The Court found that the market presentation was intended to be the totality of the information that was provided to the insurer in relation to the risk. The scope of the market presentation was entirely within the control of the prospective insured and the insurer was not aware of the options in the drop-down menu. Indeed the question in the broker’s electronic software which sought to elicit any moral hazard in fact made no sense (and communicated nothing coherent to the insurer) when answered “None”, as the insured had done.
This case differs from a conventional situation in which the insurer provides the prospective insured with a proposal form which dictates the scope of the information the insurer requires to analyse the risk through questions. In a conventional situation, there may be greater scope for applying the doctrine of waiver, as the insurer controls the scope of the information it seeks and signals (via the questions asked) what it regards as material.

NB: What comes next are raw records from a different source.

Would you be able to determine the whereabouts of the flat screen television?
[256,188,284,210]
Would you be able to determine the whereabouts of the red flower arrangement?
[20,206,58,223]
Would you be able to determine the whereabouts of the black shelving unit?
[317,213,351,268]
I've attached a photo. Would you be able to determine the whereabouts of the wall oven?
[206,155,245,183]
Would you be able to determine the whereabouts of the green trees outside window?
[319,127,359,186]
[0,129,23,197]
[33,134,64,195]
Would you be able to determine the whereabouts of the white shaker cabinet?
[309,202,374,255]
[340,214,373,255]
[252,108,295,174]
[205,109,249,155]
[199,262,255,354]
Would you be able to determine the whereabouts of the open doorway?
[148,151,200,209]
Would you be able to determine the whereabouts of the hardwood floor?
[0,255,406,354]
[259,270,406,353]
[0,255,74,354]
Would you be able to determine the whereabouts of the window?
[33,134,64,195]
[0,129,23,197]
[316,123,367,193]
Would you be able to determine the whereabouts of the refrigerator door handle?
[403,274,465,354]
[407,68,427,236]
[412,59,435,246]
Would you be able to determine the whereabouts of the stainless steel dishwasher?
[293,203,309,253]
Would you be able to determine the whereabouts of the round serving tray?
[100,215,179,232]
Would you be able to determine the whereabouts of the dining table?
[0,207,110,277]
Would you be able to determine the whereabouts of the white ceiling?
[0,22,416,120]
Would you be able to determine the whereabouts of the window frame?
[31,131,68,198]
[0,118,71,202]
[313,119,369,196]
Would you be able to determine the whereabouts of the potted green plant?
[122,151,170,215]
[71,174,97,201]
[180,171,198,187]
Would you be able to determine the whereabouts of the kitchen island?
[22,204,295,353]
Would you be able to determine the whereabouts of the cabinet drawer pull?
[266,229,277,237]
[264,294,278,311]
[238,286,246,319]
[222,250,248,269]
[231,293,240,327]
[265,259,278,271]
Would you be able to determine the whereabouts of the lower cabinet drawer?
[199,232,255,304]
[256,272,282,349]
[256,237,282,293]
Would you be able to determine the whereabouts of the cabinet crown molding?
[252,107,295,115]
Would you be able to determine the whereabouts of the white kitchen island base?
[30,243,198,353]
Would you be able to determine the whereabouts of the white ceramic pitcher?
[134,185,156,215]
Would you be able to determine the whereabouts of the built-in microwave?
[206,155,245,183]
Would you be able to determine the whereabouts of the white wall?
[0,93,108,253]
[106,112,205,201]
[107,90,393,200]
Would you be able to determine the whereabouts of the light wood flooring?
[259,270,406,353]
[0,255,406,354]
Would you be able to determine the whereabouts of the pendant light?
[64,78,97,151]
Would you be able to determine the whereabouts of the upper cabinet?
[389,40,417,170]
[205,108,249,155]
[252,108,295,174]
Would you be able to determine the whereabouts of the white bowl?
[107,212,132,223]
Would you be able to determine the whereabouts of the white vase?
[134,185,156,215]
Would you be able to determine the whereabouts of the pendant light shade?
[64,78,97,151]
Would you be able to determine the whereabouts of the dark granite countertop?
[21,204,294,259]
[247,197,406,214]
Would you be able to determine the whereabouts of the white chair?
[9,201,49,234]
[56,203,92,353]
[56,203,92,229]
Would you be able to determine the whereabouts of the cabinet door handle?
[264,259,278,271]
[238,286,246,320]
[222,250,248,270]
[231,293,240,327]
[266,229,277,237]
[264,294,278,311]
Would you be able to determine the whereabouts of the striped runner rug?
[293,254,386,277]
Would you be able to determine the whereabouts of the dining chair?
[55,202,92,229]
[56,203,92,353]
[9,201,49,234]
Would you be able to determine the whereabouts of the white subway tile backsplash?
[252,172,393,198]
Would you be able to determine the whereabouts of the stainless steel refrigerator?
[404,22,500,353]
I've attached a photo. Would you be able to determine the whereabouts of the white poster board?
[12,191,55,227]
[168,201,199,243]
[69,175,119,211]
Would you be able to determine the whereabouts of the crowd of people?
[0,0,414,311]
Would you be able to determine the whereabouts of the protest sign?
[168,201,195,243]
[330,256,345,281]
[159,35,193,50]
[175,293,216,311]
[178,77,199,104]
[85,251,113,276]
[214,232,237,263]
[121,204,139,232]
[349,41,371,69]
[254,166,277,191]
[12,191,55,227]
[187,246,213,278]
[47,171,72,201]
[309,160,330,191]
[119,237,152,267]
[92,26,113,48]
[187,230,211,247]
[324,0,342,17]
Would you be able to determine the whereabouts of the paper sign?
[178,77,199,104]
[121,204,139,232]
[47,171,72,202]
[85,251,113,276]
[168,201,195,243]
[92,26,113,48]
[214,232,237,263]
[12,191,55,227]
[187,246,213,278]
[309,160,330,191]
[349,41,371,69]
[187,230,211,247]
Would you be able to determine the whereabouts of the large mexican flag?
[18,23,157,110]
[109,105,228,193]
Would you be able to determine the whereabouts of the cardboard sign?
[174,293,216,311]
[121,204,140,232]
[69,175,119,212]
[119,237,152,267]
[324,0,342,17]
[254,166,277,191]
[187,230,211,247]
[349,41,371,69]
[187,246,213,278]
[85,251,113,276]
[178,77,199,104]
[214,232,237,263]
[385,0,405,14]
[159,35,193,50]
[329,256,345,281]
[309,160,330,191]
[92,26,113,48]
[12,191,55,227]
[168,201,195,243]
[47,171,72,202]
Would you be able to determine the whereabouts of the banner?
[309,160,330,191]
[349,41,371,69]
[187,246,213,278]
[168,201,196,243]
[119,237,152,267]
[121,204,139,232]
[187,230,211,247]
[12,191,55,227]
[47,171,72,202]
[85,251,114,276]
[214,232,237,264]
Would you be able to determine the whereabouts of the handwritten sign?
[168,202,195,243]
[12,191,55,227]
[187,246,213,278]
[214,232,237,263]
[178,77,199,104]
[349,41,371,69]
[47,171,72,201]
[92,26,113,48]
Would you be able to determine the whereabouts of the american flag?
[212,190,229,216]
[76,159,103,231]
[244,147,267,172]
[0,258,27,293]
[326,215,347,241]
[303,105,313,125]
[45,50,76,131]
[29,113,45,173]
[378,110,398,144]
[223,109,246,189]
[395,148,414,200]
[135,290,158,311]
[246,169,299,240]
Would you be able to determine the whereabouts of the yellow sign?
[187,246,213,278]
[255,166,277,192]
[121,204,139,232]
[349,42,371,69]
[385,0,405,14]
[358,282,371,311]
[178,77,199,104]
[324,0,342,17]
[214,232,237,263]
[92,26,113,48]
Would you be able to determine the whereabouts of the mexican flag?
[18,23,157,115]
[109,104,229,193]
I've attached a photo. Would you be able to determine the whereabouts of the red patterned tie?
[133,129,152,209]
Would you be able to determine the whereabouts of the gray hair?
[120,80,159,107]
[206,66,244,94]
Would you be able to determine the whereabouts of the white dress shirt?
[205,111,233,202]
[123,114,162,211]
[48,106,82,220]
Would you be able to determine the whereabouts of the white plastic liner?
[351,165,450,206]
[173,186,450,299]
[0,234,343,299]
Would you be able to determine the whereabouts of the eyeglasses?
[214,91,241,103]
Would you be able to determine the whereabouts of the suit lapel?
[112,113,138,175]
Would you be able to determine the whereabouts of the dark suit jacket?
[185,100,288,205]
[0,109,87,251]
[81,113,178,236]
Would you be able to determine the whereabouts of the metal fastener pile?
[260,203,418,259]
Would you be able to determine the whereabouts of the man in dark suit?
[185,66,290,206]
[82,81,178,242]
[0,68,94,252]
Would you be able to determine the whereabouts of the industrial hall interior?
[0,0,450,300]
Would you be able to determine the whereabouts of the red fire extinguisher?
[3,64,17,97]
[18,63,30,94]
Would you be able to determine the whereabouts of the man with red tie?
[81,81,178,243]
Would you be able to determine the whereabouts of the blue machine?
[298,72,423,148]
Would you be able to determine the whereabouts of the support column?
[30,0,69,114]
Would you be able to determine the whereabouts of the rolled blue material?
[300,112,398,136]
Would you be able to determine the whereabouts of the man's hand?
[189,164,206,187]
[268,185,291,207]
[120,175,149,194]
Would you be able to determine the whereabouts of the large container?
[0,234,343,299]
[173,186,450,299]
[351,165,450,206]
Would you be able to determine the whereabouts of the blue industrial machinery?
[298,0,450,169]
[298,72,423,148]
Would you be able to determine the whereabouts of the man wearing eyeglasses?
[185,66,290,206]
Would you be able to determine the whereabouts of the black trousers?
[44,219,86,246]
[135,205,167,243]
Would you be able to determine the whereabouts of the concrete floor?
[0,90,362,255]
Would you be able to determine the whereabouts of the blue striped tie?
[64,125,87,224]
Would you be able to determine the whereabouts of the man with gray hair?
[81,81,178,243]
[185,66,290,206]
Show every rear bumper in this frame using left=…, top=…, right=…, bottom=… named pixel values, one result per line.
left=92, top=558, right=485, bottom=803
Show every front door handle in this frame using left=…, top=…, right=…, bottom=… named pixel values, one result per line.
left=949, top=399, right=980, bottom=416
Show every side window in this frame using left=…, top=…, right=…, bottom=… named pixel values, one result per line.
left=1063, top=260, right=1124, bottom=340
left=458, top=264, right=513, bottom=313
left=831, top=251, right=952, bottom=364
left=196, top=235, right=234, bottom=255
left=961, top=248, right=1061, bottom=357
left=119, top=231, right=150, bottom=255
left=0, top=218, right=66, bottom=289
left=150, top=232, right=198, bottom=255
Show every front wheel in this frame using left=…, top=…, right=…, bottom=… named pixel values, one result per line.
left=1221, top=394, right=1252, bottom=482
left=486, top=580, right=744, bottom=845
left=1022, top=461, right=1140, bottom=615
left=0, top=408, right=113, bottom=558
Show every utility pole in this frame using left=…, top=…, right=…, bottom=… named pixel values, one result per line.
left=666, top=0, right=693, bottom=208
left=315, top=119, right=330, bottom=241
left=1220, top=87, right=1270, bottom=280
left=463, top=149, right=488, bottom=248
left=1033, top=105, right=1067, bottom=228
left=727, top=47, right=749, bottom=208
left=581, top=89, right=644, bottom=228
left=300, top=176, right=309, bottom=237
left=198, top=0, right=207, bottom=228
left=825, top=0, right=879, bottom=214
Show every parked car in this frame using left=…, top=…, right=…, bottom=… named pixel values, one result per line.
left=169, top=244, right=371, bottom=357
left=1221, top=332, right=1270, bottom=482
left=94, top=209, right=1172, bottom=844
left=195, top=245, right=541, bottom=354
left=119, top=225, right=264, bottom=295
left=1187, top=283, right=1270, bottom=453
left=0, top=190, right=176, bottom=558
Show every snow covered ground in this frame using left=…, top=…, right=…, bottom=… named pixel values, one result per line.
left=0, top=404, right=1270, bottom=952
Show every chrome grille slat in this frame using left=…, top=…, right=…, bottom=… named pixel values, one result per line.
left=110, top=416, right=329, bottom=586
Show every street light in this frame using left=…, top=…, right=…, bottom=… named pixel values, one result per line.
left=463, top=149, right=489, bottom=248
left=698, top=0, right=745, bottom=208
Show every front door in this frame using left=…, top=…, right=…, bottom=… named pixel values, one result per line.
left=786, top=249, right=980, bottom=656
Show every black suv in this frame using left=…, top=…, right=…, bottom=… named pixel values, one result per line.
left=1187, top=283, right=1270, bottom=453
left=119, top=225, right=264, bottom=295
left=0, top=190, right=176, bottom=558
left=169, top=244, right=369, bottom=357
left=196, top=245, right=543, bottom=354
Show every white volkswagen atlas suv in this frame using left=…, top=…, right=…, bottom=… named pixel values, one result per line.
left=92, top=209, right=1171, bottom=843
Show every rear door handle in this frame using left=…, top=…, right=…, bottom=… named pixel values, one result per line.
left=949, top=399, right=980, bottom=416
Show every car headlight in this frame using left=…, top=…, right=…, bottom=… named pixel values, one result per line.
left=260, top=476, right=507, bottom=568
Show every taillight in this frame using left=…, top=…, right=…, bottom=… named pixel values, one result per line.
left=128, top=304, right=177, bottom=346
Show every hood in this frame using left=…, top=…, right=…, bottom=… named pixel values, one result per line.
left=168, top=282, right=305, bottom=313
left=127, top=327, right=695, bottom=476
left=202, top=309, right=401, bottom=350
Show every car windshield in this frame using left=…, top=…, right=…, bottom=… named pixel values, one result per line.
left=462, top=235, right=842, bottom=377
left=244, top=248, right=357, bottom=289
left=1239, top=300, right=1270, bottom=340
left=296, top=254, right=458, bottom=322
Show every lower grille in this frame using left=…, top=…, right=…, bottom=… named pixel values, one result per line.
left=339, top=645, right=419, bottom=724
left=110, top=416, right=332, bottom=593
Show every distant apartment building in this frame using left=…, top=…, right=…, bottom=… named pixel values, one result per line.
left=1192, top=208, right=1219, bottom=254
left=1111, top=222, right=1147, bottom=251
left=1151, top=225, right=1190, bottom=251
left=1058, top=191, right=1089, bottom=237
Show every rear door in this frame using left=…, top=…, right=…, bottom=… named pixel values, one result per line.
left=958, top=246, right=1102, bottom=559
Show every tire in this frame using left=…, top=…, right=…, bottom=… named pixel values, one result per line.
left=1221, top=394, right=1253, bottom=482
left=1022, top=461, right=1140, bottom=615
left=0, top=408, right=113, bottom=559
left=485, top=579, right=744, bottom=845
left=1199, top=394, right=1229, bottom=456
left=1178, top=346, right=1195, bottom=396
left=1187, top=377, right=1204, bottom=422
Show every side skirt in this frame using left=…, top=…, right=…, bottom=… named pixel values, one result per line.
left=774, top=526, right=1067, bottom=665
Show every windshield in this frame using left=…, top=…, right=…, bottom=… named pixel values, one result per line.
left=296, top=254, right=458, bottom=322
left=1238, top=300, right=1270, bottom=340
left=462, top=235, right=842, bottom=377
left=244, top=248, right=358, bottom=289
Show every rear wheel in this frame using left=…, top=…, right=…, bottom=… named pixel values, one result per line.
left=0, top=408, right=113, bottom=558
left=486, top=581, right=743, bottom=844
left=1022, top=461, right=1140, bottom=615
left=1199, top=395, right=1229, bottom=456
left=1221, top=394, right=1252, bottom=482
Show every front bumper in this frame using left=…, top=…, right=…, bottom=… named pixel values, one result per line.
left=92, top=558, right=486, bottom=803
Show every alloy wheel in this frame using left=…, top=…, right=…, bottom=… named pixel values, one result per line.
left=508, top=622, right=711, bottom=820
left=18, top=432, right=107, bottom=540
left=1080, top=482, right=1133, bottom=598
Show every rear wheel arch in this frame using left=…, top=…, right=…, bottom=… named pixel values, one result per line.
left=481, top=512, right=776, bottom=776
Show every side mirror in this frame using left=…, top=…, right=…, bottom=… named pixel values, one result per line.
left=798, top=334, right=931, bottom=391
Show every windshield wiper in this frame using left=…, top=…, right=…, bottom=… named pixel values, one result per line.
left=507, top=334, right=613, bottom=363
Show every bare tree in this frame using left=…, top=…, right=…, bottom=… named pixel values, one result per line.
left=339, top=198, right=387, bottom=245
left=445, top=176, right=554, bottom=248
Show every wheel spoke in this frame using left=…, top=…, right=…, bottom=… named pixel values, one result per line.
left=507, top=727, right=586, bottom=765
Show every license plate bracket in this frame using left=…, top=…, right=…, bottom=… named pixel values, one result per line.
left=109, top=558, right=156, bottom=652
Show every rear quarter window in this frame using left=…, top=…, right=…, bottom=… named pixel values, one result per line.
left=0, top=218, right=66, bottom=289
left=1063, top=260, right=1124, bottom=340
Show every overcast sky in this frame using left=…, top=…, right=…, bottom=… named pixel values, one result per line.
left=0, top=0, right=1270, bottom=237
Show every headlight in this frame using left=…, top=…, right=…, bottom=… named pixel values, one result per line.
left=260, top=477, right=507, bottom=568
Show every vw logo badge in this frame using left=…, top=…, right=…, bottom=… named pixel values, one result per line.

In contrast, in this case, as the market presentation was drafted using the broker’s electronic software, the Court found that there was no identification by the insurer of the scope of what it considers material which could form the basis of a waiver.
With respect to the insurer’s email sent after submission of the market presentation, the Court found that when viewed in context (i.e. as a reply to the market presentation), the list of assumptions operated as a condition or stipulation of the kinds of moral hazards required to be addressed (which included matters going to prior insolvency of the insured or companies with which he was involved). Further, no reasonable reader would have read the email as a waiver of the insurer’s rights to receive material information in relation to any other business capacity in which Mr Young may have acted.
This case is the first that we are aware of to be decided under the Insurance Act 2015 albeit the decision did not consider the construction of particular provisions of the Act itself. Ultimately, the case turned on the issue of waiver and the Court found that the Act had not altered the law in this area.
It seems clear that in finding that the insurer had not waived its right to disclosure, the Court was influenced by the fact that the insured’s market presentation had been put together using the broker’s electronic software. This is in contrast to more conventional situations where the insured completes a proposal form drafted by the insurer which may be found to limit the scope of the information the insurer requires to analyse the risk.
The decision illustrates that while the use of electronic platforms may assist with efficiency in the gathering of information for presentation to insurers, they need to be prepared with a clear understanding of the duty of fair presentation to avoid the risk of an insured inadvertently failing to discharge its duty. It is also yet another judgment concerning the adequacy of disclosure of previous matters connected to insolvency which should put policyholders and brokers on notice to elicit and provide this information with great care.